1. Enthusiasm. Passion. Engagement. Positive attitude. Call it what you will, but if you are not enthusiastic, passionate, engaged, and positive about your product, the company you work for and your own role in the sale, why would you expect your client or buyer to feel passionate about buying your product or service. Either get enthusiastic or get another career.
2. Find the Need and Fill It. Listen. Care. You’ve heard this adage before: No one will care how much you know until the know how much you care. Anyone can hold up a product and give 30 seconds or maybe even 5 minutes on its bells and whistles. That isn’t selling, it is performing, teaching, hawking.
Before you can truly sell a product, you need to know what the buyer wants. No assuming allowed. Ask pertinent questions with follow ups. Now use the answers to help you weave your story about the fantastic benefits you have to offer that will solve this person’s needs, hurts, or desires. Sell the benefits. Support those with the features. Sizzle first, then steak. Most of all: Care!
3. Learn to Love Objections. Don’t be dismissive, argumentative, defensive, or disingenuous. A customer who nods along with your presentation is likely about to nod off. The interested customer will almost always have questions and objections to everything from color to price. Be clear about their question by asking questions about their questions or objections. Now that you are clear, explain the benefits that will meet the objection.

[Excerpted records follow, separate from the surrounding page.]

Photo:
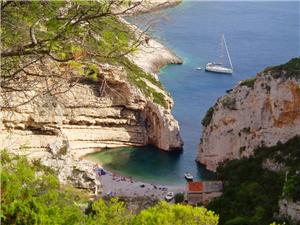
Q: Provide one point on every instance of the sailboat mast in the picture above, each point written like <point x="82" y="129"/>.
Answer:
<point x="227" y="51"/>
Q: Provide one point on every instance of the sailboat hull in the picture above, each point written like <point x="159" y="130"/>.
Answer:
<point x="217" y="68"/>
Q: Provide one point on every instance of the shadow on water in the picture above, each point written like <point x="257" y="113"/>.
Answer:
<point x="145" y="163"/>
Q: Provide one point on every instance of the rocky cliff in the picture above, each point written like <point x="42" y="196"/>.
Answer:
<point x="91" y="115"/>
<point x="260" y="111"/>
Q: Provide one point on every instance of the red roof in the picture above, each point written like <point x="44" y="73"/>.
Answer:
<point x="195" y="186"/>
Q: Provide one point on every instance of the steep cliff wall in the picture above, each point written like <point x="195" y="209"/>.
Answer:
<point x="85" y="119"/>
<point x="259" y="111"/>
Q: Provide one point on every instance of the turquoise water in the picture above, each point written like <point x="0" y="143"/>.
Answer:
<point x="258" y="34"/>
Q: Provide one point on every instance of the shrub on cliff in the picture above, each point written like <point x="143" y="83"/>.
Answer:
<point x="165" y="214"/>
<point x="251" y="192"/>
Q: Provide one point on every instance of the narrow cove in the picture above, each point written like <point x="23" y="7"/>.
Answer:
<point x="254" y="43"/>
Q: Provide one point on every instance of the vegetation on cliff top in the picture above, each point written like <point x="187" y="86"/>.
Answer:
<point x="81" y="34"/>
<point x="252" y="192"/>
<point x="31" y="194"/>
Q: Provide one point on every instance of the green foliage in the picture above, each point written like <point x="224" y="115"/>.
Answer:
<point x="251" y="193"/>
<point x="208" y="116"/>
<point x="249" y="82"/>
<point x="291" y="188"/>
<point x="179" y="197"/>
<point x="85" y="33"/>
<point x="166" y="214"/>
<point x="291" y="69"/>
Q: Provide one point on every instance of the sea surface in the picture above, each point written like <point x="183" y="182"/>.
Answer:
<point x="258" y="34"/>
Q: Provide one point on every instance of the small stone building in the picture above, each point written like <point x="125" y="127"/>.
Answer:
<point x="203" y="192"/>
<point x="194" y="192"/>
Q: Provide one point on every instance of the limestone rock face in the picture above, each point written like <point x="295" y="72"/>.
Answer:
<point x="261" y="112"/>
<point x="87" y="121"/>
<point x="162" y="128"/>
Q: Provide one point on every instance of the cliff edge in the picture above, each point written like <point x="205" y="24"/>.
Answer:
<point x="259" y="111"/>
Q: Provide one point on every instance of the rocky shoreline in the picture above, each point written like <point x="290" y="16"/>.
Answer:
<point x="80" y="121"/>
<point x="234" y="126"/>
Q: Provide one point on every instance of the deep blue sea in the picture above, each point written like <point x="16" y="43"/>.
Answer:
<point x="258" y="34"/>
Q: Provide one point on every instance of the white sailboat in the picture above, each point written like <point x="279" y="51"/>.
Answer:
<point x="219" y="67"/>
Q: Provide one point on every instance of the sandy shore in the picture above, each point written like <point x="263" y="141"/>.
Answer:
<point x="118" y="186"/>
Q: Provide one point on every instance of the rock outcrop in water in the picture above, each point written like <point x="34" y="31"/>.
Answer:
<point x="259" y="111"/>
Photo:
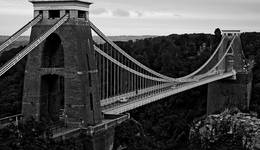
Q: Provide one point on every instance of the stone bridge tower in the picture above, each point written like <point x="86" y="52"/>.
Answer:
<point x="61" y="77"/>
<point x="234" y="91"/>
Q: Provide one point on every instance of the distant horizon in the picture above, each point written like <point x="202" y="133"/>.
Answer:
<point x="161" y="18"/>
<point x="27" y="35"/>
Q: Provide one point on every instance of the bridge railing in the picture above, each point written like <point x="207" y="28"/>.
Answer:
<point x="10" y="119"/>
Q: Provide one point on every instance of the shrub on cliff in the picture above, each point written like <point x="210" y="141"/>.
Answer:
<point x="229" y="130"/>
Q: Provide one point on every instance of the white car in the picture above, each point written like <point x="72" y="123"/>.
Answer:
<point x="123" y="100"/>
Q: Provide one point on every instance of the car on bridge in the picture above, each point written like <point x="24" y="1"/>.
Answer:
<point x="123" y="100"/>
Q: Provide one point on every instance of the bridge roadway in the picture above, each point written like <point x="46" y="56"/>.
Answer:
<point x="160" y="92"/>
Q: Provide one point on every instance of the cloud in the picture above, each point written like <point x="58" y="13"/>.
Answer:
<point x="121" y="13"/>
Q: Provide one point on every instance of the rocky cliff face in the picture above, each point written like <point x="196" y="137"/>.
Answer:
<point x="230" y="128"/>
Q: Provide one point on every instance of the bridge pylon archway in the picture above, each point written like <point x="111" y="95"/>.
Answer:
<point x="67" y="55"/>
<point x="234" y="91"/>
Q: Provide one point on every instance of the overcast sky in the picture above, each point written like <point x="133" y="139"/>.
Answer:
<point x="144" y="17"/>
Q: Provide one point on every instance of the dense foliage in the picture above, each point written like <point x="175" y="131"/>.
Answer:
<point x="230" y="128"/>
<point x="161" y="125"/>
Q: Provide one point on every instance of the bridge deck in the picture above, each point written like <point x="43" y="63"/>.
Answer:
<point x="146" y="98"/>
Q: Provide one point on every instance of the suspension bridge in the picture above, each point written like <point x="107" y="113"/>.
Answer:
<point x="90" y="86"/>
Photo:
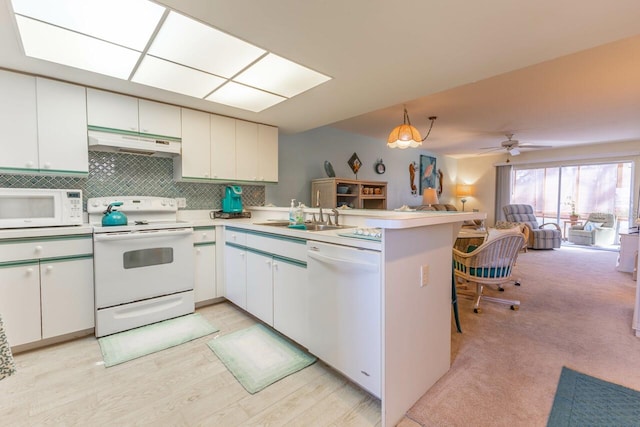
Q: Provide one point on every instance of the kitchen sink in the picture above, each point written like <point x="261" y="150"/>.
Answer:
<point x="311" y="226"/>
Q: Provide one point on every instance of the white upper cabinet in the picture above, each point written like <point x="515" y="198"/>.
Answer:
<point x="246" y="150"/>
<point x="195" y="161"/>
<point x="62" y="127"/>
<point x="223" y="147"/>
<point x="267" y="153"/>
<point x="18" y="120"/>
<point x="44" y="125"/>
<point x="113" y="111"/>
<point x="160" y="119"/>
<point x="238" y="150"/>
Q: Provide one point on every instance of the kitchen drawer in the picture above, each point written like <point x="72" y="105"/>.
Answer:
<point x="45" y="247"/>
<point x="235" y="236"/>
<point x="288" y="247"/>
<point x="204" y="234"/>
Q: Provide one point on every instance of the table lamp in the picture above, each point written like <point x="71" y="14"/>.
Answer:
<point x="464" y="191"/>
<point x="429" y="196"/>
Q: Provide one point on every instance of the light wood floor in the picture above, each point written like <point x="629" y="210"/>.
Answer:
<point x="66" y="384"/>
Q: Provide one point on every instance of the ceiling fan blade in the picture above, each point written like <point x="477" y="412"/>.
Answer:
<point x="534" y="146"/>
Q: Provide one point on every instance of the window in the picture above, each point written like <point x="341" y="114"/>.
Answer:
<point x="555" y="191"/>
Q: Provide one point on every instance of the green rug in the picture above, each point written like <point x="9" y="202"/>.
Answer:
<point x="134" y="343"/>
<point x="582" y="400"/>
<point x="258" y="356"/>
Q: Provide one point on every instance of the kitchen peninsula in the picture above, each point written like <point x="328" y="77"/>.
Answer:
<point x="415" y="291"/>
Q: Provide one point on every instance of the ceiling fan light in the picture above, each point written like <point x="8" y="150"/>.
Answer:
<point x="404" y="136"/>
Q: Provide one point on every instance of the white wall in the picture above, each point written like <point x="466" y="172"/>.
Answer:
<point x="301" y="159"/>
<point x="480" y="171"/>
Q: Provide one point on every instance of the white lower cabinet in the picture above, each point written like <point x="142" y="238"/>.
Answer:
<point x="260" y="286"/>
<point x="20" y="302"/>
<point x="235" y="268"/>
<point x="66" y="291"/>
<point x="290" y="300"/>
<point x="267" y="276"/>
<point x="204" y="248"/>
<point x="46" y="287"/>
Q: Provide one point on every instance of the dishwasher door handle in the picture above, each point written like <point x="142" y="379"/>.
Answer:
<point x="333" y="260"/>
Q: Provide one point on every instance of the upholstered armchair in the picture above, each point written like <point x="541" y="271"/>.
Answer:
<point x="543" y="236"/>
<point x="599" y="229"/>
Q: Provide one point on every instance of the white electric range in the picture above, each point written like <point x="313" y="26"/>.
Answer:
<point x="143" y="271"/>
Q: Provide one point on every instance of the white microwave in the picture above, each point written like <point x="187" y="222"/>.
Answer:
<point x="28" y="207"/>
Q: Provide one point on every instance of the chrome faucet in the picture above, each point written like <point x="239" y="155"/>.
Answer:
<point x="336" y="214"/>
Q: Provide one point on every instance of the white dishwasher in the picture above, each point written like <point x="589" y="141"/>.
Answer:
<point x="345" y="311"/>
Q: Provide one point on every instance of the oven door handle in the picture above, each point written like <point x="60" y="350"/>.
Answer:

4. Trial Close. Take their temperature. You needn’t do a trial close on a $10 item. But when selling items in the hundreds of dollars or more, you want to check out the client’s emotional investment before asking for the order. If you care about providing this person with the best possible solution, you will want to determine if you and they are on the same page regarding that solution. Take the most important benefit and feature. Ask if your product or service seems to be fitting that benefit. If yes, move to another benefit and ask again. If yes, you are ready to close.
5. Embrace the close. Help the shy sheep to move. A close should never be seen as aggressive. A close is a polite thing to do. It is no different than asking for someone to pass the salt and then thanking them for doing so. When it is pretty obvious that everyone agrees on moving forward, the polite thing to do is for the seller to ask the buyer if they would like to make the purchase.
My new close is: “So, should we do this?” stated cheerfully. It has been very successful. The age old close is the choice close: Do you want the red one or the green one? Cash or charge? There is also the assumption close; you merely move on to sell accessories or related items.
So, there you have it. A nutshell of how to sell. These are easy to remember and easy to do. The hard part is the discipline to CARE ENOUGH about the other person and their needs. That’s right. Most salespeople care more about the process, their own ability to spew knowledge, their commission, their ego, or the line of people waiting than they do about making sure that they customer in front of them has a fantastic experience during the sale and after the purchase.
The result is a failure to ask and listen, then ask and listen some more. Then truly hear what is being said by this unique person. If you do this part right, the rest will be remarkably easy.